Au moins 140 personnes ont été tuées en Ethiopie ces deux derniers mois dans la brutale répression de manifestations, a rapporté Human Rights Watch (HRW). Elles ont été déclenchées par des craintes d'expropriations liées à un projet d'agrandissement de la capitale.
"Les forces de sécurité ont tué au moins 140 manifestants et en ont blessé de nombreux autres, selon des militants, ce qui pourrait être la plus importante crise en Ethiopie depuis les violences liées aux élections de 2005", qui avaient fait environ 200 morts, écrit Felix Horne, chercheur à HRW, dans un texte publié vendredi sur le site de l'organisation.

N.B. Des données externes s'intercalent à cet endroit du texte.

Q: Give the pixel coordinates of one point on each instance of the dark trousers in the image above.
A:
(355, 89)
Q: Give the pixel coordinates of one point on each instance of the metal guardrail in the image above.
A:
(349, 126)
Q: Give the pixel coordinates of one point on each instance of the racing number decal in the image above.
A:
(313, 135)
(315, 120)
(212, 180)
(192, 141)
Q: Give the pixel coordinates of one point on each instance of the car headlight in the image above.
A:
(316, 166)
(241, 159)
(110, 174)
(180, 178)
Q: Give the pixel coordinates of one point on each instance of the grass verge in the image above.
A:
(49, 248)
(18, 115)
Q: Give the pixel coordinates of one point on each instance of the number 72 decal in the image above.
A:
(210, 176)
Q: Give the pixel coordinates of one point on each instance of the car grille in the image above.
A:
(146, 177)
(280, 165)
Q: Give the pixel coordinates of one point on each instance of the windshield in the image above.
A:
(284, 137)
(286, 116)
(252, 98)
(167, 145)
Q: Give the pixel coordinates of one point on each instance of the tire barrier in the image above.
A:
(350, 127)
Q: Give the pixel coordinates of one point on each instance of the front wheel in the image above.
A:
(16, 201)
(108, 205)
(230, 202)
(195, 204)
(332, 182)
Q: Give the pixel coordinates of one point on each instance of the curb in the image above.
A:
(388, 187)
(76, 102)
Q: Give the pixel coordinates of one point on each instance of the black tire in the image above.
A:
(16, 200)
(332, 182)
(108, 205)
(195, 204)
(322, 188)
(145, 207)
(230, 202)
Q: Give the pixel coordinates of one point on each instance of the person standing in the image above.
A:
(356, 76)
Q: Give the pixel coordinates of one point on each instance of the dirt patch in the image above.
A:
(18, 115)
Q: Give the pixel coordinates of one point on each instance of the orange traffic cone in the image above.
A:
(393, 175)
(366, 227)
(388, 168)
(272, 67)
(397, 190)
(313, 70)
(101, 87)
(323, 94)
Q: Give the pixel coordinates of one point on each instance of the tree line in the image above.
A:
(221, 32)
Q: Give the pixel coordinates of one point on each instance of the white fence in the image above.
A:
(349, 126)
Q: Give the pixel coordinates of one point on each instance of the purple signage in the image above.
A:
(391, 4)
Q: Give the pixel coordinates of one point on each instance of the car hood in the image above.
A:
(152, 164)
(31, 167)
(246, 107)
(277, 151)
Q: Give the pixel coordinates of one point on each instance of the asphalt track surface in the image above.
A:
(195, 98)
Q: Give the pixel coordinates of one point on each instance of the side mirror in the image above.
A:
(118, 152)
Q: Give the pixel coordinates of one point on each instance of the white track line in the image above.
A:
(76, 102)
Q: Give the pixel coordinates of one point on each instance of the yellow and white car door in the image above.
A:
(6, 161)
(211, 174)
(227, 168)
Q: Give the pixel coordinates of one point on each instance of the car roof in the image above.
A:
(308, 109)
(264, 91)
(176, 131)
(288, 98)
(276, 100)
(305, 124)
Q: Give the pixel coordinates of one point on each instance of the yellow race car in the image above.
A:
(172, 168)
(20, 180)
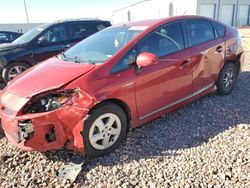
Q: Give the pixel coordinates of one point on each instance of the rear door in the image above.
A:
(169, 82)
(57, 41)
(207, 49)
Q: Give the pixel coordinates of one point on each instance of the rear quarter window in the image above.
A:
(219, 28)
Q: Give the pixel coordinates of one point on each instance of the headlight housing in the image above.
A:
(48, 101)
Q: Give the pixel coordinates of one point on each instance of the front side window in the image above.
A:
(125, 62)
(56, 34)
(199, 31)
(101, 46)
(166, 40)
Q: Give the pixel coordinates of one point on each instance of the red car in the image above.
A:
(124, 76)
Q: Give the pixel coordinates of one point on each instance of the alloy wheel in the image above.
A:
(105, 131)
(228, 78)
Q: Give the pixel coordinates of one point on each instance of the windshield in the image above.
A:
(101, 46)
(29, 36)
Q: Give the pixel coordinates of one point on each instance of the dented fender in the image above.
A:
(53, 129)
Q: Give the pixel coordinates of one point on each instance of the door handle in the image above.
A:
(219, 49)
(185, 63)
(66, 46)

Ce nouveau bilan est pratiquement le double de celui de 75 morts donné le 19 décembre par l'ONG de défense des droits de l'Homme basée aux Etats-Unis. Le gouvernement éthiopien, dont le bilan officiel des manifestations fait état de 5 morts, n'a pas immédiatement réagi. Addis Abeba accuse les manifestants d'être responsables des violences.
Les manifestations ont commencé en novembre, à l'initiative d'étudiants opposés à un projet d'agrandissement programmé de la capitale Addis Abeb. Ce projet suscite des craintes d'expropriation de terres ancestrales du peuple oromo, le plus important groupe ethnique du pays, qui s'étendent de l'est au sud-ouest du pays.
"Les manifestations généralement pacifiques ont été déclenchées par les craintes que le projet d'expansion chasse les fermiers oromo de leurs terres, un nouveau grief des Oromo contre le gouvernement qui s'ajoute à une liste déjà longue", a expliqué Felix Horne.
M. Horne craint une escalade de la crise avec l'arrestation le 23 décembre de Bekele Gerba, 54 ans, vice-président du Congrès fédéraliste oromo (OFC), principal parti enregistré de la région Oromia. M. Bekele a passé quatre ans en prison après avoir été déclaré coupable en 2011 d'appartenance au Front de libération oromo (OLF), un groupe armé interdit.
"En usant d'une main de fer tant contre les hommes politiques d'opposition que contre les manifestants pacifiques, le gouvernement ferme la porte à la possibilité pour les Ethiopiens d'exprimer de façon non violente des revendications légitimes", s'inquiète M. Horne. "C'est une voie dangereuse qui pourrait mettre en danger la stabilité à long terme de l'Ethiopie."
Forte de 27 millions d'habitants, l'Oromia est la région éthiopienne la plus peuplée. Elle a sa propre langue, l'oromo, distincte de l'amharique, langue du peuple amhara et de l'administration.
Selon HRW, ces manifestations rappellent celles d'avril et mai 2014 dans l'Oromia, déjà au sujet de craintes d'accaparement de terres par le gouvernement. La police avait été accusée par des ONG d'avoir ouvert le feu et tué des dizaines de manifestants. Les autorités n'avaient fait état que de 8 morts.
En octobre dernier, Amnesty International avait accusé les autorités éthiopiennes d'abus systématiques - arrestations arbitraires, détentions illégales, torture, exécutions extra-judiciaires - contre les Oromo, perçus comme opposés au gouvernement.
Les manifestations contre le gouvernement sont rares en Ethiopie, où l'opposition est très faible. La tout-puissante coalition du Front démocratique révolutionnaire du peuple éthiopien (EPRDF), qui dirige le pays d'une main de fer depuis 1991, est accusée d'étouffer toute contestation.